Поклонение волхвов - стр. 117
– Иди, живых поищи, – сказал Темир. – Для чего мне мертвые русские? Даже мои псы не станут есть их.
Несколько меховых шапок кивнули и разбрелись на поиски.
– Странная победа, – разговаривал сам с собой Темир, вглядываясь сквозь густые, как войлок, клубы дыма. – Они дрались так, словно совсем не хотели остаться живыми. Для чего тогда они бежали к нам в степь? В степи надо вести себя по законам степи. А законы степи – это наши законы. Потому что мы – дети этой степи, у нас кожа цвета степи, гладкая и смуглая. А у них кожа белая, как их снег, и на ней растут волосы, как их леса. И лица у нас – широкие и плоские, как степь. А их лица – бугристые, как их земля, вся в холмах. И глаза у нас – темные, как степь, а у них – большие, светлые, из речной воды. Что им с такими глазами делать в нашей степи? Что им с такими лицами делать в нашей степи? Что им с такой кожей делать в нашей степи?
Приближались, волоча что-то, посланцы за живым мясом.
– Оты-айт! – приказал пленному Темир.
Пленный поднял лицо.
– Он нас не понимает, – сказал один из державших его.
Темир посмотрел в лицо пленного.
– В степь к нам идут, а языка степи не знают!
– Что с ним делать?
– Быз-бырлэ-олсым!
Быз бырлэ олсым! «Берем с собой». Это Темир действительно сказал. Остального не говорил. Показалось это пленному, дымом бреда пронеслось.
Через день прибыл отряд новоюртинских догоняльщиков. Осмотрев последствия битвы, сложили своих погибших в одну кучу, чтобы потом прислать подводу и наскоро, по-солдатски, похоронить.
Прапорщика Николая Триярского среди найденных не оказалось.
Санкт-Петербург, 18 февраля 1855 года
Он умирал. На простой железной кровати, укрытый простой солдатской шинелью. Врачи шептали: простуда, воспаление… Поперхнувшись латинской фразой, исчезали.
Они не понимали. Врачи никогда не понимали Его.
Его диагнозом была Россия. И умирал Он – от России.
– Ныне отпущаеши раба Твоего…
Война проиграна.
Война, на которую Он так уповал. К которой так готовился.

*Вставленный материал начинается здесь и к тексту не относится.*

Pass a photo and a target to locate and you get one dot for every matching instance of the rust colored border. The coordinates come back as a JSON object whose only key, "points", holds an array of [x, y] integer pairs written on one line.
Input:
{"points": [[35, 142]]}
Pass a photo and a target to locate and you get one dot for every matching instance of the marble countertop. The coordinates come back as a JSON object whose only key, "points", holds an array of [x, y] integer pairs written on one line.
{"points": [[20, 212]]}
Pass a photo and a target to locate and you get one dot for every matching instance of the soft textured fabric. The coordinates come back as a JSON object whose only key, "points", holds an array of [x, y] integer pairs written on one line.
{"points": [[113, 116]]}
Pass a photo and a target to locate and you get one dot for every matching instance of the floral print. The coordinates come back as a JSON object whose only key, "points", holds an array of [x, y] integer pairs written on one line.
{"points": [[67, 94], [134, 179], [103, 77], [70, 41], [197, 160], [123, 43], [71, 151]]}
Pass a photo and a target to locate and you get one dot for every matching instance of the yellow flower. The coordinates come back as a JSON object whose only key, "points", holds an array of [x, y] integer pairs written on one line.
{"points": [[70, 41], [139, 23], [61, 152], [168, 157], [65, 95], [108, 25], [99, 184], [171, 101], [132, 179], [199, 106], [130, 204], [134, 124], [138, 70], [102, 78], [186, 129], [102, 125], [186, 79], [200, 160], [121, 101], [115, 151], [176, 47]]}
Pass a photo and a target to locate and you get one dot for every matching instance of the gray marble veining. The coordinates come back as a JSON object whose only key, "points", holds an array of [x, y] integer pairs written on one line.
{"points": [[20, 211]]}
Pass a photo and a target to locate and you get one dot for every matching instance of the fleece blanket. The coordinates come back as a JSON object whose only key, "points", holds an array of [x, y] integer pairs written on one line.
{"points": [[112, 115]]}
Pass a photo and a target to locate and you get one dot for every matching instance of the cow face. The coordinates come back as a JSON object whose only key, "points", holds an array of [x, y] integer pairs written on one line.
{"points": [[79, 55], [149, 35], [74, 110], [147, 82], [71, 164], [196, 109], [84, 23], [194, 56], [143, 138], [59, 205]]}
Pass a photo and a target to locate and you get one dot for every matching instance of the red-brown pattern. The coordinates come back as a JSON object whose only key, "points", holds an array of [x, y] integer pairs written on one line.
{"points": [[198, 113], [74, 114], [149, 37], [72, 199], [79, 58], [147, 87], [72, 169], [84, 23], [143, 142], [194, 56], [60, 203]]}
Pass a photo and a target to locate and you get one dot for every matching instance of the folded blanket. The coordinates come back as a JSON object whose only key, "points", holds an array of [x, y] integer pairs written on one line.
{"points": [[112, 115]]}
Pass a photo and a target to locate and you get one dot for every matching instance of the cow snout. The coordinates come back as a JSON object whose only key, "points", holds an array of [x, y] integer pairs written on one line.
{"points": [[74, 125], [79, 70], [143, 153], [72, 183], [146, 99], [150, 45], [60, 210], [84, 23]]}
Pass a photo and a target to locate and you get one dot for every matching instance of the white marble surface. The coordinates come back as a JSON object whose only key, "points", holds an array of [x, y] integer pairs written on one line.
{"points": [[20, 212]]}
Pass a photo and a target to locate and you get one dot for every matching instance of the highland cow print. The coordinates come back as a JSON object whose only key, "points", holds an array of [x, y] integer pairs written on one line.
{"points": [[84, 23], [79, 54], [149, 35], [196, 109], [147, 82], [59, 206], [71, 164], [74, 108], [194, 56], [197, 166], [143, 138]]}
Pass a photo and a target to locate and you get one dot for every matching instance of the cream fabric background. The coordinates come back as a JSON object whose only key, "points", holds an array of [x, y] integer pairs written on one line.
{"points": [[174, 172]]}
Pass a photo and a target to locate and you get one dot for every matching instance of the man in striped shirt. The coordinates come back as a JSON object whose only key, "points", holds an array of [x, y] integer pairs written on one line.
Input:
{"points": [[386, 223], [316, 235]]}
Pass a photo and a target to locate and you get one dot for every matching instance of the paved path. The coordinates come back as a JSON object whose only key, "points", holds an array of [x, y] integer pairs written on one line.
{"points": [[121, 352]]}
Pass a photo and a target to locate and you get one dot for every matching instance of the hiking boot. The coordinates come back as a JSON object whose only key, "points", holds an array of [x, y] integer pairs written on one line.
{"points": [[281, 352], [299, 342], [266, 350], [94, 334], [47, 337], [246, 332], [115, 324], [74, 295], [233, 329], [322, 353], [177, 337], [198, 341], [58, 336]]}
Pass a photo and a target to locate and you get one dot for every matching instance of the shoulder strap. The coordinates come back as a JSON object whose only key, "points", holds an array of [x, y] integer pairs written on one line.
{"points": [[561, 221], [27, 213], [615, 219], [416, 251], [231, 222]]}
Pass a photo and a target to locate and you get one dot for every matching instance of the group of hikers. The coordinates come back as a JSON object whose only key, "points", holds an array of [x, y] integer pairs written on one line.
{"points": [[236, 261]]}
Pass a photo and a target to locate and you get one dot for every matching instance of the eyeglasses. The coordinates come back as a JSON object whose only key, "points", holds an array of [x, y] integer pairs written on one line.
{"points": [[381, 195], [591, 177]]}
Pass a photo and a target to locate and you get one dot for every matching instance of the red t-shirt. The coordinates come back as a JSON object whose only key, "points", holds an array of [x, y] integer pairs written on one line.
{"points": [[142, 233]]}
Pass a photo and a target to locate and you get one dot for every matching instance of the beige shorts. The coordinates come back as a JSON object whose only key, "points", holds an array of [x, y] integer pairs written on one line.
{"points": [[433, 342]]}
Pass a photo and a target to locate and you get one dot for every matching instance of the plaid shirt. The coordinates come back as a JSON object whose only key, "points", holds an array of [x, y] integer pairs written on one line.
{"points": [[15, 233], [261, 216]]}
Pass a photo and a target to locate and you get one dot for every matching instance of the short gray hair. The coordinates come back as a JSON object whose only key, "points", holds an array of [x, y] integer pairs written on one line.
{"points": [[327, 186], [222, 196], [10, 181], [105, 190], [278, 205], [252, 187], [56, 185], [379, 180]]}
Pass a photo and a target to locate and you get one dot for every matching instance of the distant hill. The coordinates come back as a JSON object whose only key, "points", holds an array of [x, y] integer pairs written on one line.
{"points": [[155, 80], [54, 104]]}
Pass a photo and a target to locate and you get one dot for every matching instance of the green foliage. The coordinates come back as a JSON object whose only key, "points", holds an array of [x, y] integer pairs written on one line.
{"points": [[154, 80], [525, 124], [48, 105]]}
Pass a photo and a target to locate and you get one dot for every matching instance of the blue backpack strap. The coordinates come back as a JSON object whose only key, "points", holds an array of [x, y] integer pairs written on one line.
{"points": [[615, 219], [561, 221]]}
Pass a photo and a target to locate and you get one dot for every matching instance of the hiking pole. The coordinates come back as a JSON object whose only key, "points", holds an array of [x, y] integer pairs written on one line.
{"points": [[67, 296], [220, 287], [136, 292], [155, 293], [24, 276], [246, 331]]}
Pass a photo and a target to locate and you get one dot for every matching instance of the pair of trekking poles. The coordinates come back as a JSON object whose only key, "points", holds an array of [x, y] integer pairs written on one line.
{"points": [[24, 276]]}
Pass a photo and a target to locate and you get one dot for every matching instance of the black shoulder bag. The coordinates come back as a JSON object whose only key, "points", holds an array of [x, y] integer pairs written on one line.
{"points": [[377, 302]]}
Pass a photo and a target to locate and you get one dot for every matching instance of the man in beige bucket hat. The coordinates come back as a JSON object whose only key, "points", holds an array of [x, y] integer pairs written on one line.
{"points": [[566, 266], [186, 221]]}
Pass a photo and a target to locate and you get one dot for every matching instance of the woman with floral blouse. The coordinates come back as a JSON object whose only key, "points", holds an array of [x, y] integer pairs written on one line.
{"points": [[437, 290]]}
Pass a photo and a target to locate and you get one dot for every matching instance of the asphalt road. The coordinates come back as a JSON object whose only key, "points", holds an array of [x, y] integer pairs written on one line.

Английские суда стоят у Кронштадта. Французы берут Крым.
Все предали Его. И Франц-Иосиф, и даже этот олух Фридрих-Вильгельм. Не говоря о Туманном Альбионе с его туманной политикой. Все объединились, только бы не дать России выйти в Средиземное море. Бросились спасать Турцию, этого un homme malade, сочувствовать их султану, заигрывать с мусульманством.
Только бы не допустить нового Конгресса.
Иерусалимского конгресса, задуманного Им.
«Се, Волсви со Восток приидоша в Иерусалим, глаголюще…»
Три монарха не въедут в священный город. Город Его снов, виденный в детстве на картинах в Мальтийском зале. С желтым куполом на месте прежнего храма. Он мечтал спасти этот город. Отстроить заново храм, сделать Иерусалим священною столицей. Его предали. Волхвы не войдут в этот город. Отныне он будет игрушкою политиков-торгашей. «Горе, горе тебе, Иерусалим!»